Cannon

Religion Rewritten, a religious view of nature and the universe.

 

Essay 1 - Jesus' Unique Message.

        The empires that have lasted have always been empires of the mind, particularly the religions. As with philosophies, artistic traditions, the architecture of different civilizations, so religions were all started by somebody. Judaism by Abraham, Islam by Mohammed, all divinely inspired no doubt. But it required an individual man to start them off. So with Jesus  and Christianity, the most sacred Christian doctrine insists he was Man as well as God. In every instance it required a man to get things moving. And every one of us is a man of his time; he can only talk in the language of his country of origin, even if he knows a few foreign languages as well. He can only think in the thought idioms of his country, which of course are largely dictated by the culture of that country at the time. Everyone recognises that to judge the great men of the past by today’s standards of behaviour is both ignorant and wrong.
        So Jesus Christ in many ways was a man of his time. He dressed like a Bedouin, was steeped in the literature of his nation, and knew little outside it, and was wedded to the apocalyptic vision of the end of the world, which was prevalent at that time. To take the very simplest illustration: Jesus will almost certainly have thought that the sun revolved round the earth. Aristarchus (310-230 BC), by doing work on the eclipses of the moon, established that the sun was much bigger than the earth; and advanced the theory that the sun remained unmoved, whilst the earth revolved in orbit round the sun, which is a likely consequence of the sun being much bigger. However his astronomy was far in advance of his time; most people held the view that it was the earth that remained unmoved, and Ptolemy’s exposition of this view in about 130 AD lasted until the 16th century.
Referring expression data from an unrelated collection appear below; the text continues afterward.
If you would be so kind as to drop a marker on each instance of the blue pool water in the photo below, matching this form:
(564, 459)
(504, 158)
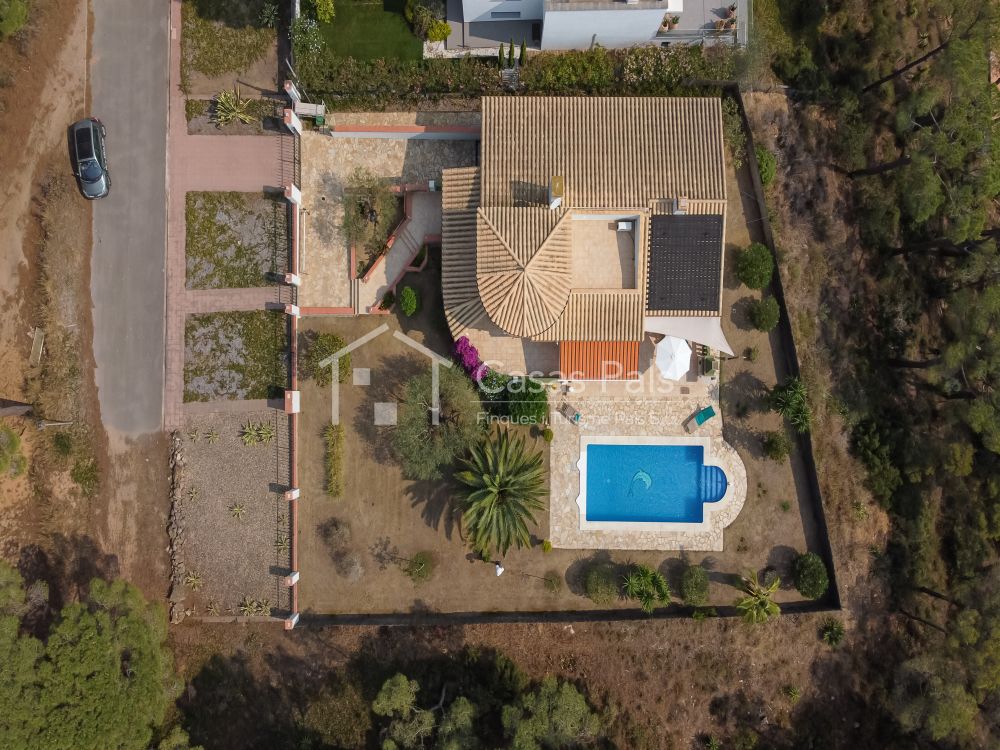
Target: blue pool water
(650, 483)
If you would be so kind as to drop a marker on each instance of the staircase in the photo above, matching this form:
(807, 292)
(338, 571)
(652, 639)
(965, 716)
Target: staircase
(713, 484)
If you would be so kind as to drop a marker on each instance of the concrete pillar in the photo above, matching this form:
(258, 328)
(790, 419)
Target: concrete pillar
(292, 121)
(293, 92)
(293, 195)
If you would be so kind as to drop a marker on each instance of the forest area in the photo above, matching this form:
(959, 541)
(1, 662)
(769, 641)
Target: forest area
(909, 93)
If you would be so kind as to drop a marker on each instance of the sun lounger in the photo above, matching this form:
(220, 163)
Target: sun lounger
(570, 412)
(699, 419)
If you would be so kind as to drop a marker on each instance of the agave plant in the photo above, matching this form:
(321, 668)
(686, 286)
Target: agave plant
(250, 434)
(265, 431)
(647, 586)
(757, 606)
(505, 488)
(230, 107)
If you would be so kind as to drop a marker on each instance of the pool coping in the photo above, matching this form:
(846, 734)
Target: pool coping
(715, 515)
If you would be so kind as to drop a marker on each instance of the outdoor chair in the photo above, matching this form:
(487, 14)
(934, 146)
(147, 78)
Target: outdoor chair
(570, 412)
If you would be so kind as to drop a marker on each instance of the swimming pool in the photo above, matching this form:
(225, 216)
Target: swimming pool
(648, 482)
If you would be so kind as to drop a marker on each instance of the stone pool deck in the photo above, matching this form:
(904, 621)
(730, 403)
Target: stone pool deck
(621, 414)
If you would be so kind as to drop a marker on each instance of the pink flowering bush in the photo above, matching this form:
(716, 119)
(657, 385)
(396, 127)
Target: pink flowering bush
(468, 357)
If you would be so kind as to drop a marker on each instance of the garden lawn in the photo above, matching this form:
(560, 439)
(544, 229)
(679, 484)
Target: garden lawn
(371, 30)
(234, 240)
(235, 355)
(220, 37)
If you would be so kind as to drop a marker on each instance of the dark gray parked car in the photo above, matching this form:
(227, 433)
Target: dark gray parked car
(90, 162)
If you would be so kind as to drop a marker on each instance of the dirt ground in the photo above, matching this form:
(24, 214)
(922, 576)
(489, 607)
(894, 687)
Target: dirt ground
(44, 522)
To suggest that Jesus, whose learning was largely confined to what we call the Old Testament, had heard of Aristarchus, and much preferred his opinion to the prevailing view, is to stretch credulity to breaking point. And to suggest that Jesus had an inkling that Newtonian gravitation would one day triumphantly vindicate Copernicus’ espousal of Aristarchus’ hypothesis, is to turn Jesus into a magician, which he most emphatically was not.
        It may be almost impossible for us to conceive what life was like in 1st century Palestine, but we can at least recognise that Jesus was a man of his time, as we all are; and that his general knowledge will have been that of a well informed carpenter in Galilee. Any deeper knowledge will have come to him through prayer; a medium that is after all available to us too, even if we seldom make much use of it. So if we pay lip-service to the idea that he came down from heaven, and was the Word through whom all things were created, he did not bring with him a detailed knowledge of modern cosmology. At least I cannot believe it.